La question de la tenue d'élections en Ukraine a surgi au mois de mai dernier au sein de l'Assemblée parlementaire du Conseil de l'Europe, par l'intermédiaire de son président Tiny Kox. Pour le Néerlandais, mieux vaut des élections qui ne sont pas idéales, que pas d'élections du tout.
"Personne ne blâmera l’Ukraine si tout n’est pas parfait. Par contre, on la blâmera si elle n’organise pas les élections, car la démocratie ne se limite pas aux élections, mais sans les élections, la démocratie ne peut pas fonctionner", argumentait-il.
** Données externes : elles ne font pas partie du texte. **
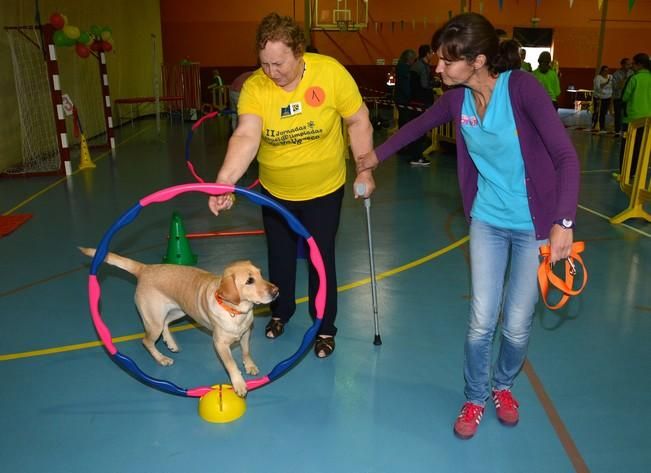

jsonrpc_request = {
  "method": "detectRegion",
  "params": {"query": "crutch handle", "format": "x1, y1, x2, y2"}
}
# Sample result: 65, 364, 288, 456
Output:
355, 183, 371, 208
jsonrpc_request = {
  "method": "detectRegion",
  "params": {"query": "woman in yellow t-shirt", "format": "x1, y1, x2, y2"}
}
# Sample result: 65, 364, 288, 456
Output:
208, 13, 375, 358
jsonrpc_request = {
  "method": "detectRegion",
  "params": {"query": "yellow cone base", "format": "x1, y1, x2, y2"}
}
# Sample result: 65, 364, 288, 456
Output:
79, 133, 96, 169
199, 384, 246, 424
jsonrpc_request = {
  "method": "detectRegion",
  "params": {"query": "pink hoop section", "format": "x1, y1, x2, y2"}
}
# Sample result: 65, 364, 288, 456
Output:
88, 275, 118, 355
306, 237, 326, 314
140, 183, 235, 207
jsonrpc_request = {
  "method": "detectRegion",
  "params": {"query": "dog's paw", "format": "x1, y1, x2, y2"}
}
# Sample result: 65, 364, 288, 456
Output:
165, 341, 181, 353
244, 360, 260, 375
231, 376, 247, 397
156, 355, 174, 366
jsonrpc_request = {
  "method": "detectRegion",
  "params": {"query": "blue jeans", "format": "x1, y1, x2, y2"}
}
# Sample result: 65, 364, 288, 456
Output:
464, 219, 544, 406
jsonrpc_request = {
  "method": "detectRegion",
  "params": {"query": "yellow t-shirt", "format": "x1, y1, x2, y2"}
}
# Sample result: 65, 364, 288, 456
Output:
237, 53, 362, 201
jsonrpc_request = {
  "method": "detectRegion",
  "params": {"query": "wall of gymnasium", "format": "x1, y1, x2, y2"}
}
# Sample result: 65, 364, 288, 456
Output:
0, 0, 162, 171
161, 0, 651, 104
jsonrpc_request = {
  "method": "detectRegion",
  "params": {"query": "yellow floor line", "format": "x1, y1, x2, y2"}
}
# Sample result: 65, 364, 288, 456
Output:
2, 126, 152, 217
0, 236, 469, 362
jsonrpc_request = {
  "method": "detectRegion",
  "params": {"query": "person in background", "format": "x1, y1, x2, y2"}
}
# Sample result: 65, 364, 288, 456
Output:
619, 53, 651, 179
533, 51, 561, 109
592, 66, 613, 133
613, 57, 633, 136
408, 44, 434, 167
208, 13, 375, 358
356, 13, 579, 439
520, 48, 533, 72
393, 49, 422, 161
228, 71, 253, 131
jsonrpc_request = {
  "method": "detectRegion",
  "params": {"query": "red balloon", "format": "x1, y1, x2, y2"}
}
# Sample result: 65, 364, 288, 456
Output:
75, 43, 90, 58
50, 12, 66, 30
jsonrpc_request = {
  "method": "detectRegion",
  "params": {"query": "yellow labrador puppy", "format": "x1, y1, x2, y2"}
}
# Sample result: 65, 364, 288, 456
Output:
79, 247, 278, 396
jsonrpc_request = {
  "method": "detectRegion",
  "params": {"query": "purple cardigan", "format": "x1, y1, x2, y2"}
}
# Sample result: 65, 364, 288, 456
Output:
375, 70, 579, 240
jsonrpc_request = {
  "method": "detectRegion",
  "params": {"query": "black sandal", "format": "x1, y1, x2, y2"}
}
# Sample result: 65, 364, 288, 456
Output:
314, 337, 335, 358
264, 318, 285, 338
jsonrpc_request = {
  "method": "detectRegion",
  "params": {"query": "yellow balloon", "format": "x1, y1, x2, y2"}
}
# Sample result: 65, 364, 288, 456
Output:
63, 25, 81, 39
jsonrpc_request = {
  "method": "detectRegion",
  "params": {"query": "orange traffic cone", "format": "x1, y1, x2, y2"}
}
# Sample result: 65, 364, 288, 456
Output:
163, 212, 197, 266
79, 133, 95, 170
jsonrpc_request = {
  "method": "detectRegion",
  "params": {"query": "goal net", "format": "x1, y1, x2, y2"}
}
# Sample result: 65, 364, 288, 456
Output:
4, 27, 61, 174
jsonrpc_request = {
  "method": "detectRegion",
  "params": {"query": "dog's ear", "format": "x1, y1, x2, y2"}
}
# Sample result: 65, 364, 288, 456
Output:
217, 274, 240, 305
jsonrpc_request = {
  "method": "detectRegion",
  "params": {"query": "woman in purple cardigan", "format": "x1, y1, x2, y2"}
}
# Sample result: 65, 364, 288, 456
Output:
356, 13, 579, 439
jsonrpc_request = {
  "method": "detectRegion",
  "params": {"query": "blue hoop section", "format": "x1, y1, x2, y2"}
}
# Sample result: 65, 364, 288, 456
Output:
88, 183, 326, 397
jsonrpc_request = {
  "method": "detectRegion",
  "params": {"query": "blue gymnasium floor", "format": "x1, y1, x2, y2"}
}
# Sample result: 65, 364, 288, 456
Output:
0, 112, 651, 473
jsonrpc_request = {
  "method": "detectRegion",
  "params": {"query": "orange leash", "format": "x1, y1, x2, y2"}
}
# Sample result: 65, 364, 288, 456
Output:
538, 241, 588, 310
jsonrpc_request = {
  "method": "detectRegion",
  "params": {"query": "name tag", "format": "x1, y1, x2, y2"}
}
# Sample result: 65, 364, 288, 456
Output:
280, 102, 303, 118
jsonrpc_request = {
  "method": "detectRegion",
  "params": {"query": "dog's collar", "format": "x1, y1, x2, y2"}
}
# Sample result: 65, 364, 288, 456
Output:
215, 292, 246, 317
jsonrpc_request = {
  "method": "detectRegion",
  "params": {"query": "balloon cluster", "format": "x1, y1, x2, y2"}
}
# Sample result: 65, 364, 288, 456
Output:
50, 12, 113, 58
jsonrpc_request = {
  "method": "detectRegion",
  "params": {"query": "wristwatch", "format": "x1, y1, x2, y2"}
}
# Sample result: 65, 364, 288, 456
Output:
554, 218, 574, 230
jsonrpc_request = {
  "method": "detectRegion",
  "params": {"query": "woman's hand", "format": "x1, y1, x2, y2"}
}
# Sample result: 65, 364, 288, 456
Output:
353, 171, 375, 199
355, 151, 380, 174
208, 193, 235, 215
549, 224, 574, 264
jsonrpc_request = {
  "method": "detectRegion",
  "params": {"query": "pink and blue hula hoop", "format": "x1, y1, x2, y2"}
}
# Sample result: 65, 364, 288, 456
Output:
88, 183, 326, 397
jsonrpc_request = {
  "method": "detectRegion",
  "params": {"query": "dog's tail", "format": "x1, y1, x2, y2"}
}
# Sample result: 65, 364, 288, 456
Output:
78, 246, 145, 277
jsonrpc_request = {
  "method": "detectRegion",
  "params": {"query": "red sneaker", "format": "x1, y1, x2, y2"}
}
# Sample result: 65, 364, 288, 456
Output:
493, 389, 520, 427
454, 402, 484, 440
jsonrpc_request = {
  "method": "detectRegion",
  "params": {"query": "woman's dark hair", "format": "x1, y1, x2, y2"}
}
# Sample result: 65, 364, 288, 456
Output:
633, 53, 651, 69
432, 13, 522, 74
398, 49, 416, 64
255, 13, 305, 56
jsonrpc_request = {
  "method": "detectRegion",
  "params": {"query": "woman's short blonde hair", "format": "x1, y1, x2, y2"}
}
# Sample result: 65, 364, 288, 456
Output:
255, 13, 305, 56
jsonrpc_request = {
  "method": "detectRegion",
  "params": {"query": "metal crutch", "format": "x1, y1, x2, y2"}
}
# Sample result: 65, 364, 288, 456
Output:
355, 184, 382, 345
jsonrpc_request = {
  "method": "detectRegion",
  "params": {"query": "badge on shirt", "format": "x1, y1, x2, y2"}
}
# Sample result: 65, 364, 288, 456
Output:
280, 102, 303, 118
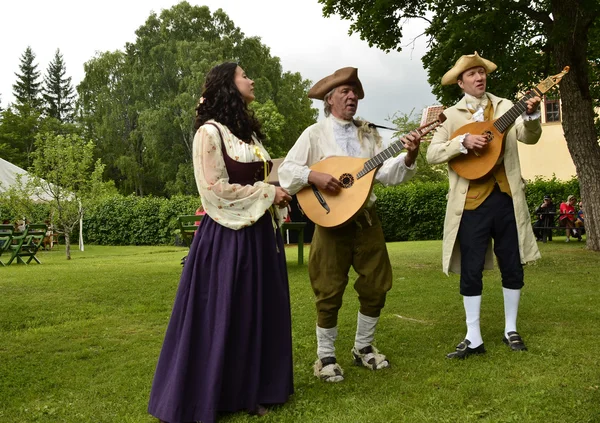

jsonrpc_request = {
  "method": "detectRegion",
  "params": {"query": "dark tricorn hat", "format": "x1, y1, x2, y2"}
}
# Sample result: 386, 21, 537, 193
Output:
308, 67, 365, 100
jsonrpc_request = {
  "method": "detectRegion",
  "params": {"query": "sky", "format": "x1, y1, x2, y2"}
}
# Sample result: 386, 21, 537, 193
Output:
0, 0, 436, 131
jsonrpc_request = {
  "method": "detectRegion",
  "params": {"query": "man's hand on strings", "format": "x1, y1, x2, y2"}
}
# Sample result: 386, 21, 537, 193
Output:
308, 170, 342, 194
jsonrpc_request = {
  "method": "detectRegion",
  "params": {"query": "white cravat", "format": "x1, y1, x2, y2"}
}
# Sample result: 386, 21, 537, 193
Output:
332, 116, 360, 157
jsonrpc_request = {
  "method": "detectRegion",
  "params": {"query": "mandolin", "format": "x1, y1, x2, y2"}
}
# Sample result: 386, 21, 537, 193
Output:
296, 113, 446, 228
449, 66, 569, 180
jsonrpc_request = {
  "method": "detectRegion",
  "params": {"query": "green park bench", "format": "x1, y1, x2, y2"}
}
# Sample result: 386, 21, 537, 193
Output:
281, 222, 306, 264
6, 223, 48, 265
177, 214, 202, 247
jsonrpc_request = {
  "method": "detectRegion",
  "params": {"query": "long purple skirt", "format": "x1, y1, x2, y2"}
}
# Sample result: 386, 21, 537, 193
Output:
148, 212, 294, 423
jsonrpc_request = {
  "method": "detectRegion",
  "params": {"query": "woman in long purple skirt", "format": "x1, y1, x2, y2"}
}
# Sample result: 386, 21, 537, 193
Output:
148, 63, 294, 423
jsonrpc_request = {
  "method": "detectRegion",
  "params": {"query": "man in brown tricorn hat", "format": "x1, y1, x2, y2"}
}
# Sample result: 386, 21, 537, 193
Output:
279, 67, 420, 382
427, 52, 542, 359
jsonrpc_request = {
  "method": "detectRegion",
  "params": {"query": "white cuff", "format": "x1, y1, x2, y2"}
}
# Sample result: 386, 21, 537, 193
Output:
300, 167, 310, 185
458, 132, 469, 154
521, 109, 542, 121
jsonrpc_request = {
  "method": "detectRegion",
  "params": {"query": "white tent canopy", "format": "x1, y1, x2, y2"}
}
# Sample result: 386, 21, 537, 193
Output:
0, 157, 84, 251
0, 158, 52, 201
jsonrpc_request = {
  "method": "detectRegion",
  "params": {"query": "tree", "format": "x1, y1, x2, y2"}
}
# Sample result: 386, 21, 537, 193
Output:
319, 0, 600, 251
31, 132, 114, 260
391, 109, 448, 182
43, 49, 75, 122
78, 2, 317, 195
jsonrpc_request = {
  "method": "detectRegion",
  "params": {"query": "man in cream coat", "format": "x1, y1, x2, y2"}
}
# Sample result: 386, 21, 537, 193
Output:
427, 52, 542, 359
278, 67, 420, 382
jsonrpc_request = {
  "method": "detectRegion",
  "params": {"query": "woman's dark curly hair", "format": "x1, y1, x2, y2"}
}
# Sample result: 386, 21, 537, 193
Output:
194, 62, 264, 144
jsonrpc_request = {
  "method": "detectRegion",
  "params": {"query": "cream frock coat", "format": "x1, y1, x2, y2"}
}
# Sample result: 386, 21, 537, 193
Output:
427, 93, 542, 274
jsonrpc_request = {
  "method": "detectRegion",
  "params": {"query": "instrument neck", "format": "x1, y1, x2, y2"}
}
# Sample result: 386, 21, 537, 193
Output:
494, 88, 542, 134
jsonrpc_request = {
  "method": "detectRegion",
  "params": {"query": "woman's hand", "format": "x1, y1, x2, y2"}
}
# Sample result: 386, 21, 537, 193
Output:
273, 187, 292, 209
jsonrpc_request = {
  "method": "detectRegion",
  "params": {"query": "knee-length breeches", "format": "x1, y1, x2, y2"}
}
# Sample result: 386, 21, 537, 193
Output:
308, 207, 392, 328
458, 189, 524, 297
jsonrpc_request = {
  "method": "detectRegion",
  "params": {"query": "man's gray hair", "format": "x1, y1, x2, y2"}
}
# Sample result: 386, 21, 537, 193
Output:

Les pressions pour la tenue d'élections proviennent surtout des Etats-Unis. Fin août, lors d'une visite à Kiev, le sénateur républicain Lindsey Graham avait lui aussi exhorté les autorités ukrainiennes à organiser un scrutin en dépit des attaques russes.
"Cet appel à organiser des élections provient de quelques politiciens occidentaux, principalement des représentants du Parti républicain aux Etats-Unis, qui sont contre une aide à l’Ukraine. Mais en réponse à cela, le sénateur Lindsey Graham, qui lui soutient notre pays, s’est dit que peut-être il fallait que ces scrutins aient lieu, pour qu'il n’y ait pas de critique à l'encontre de l'Ukraine", explique le politologue ukrainien Volodymyr Fesenko dans l'émission Tout un monde.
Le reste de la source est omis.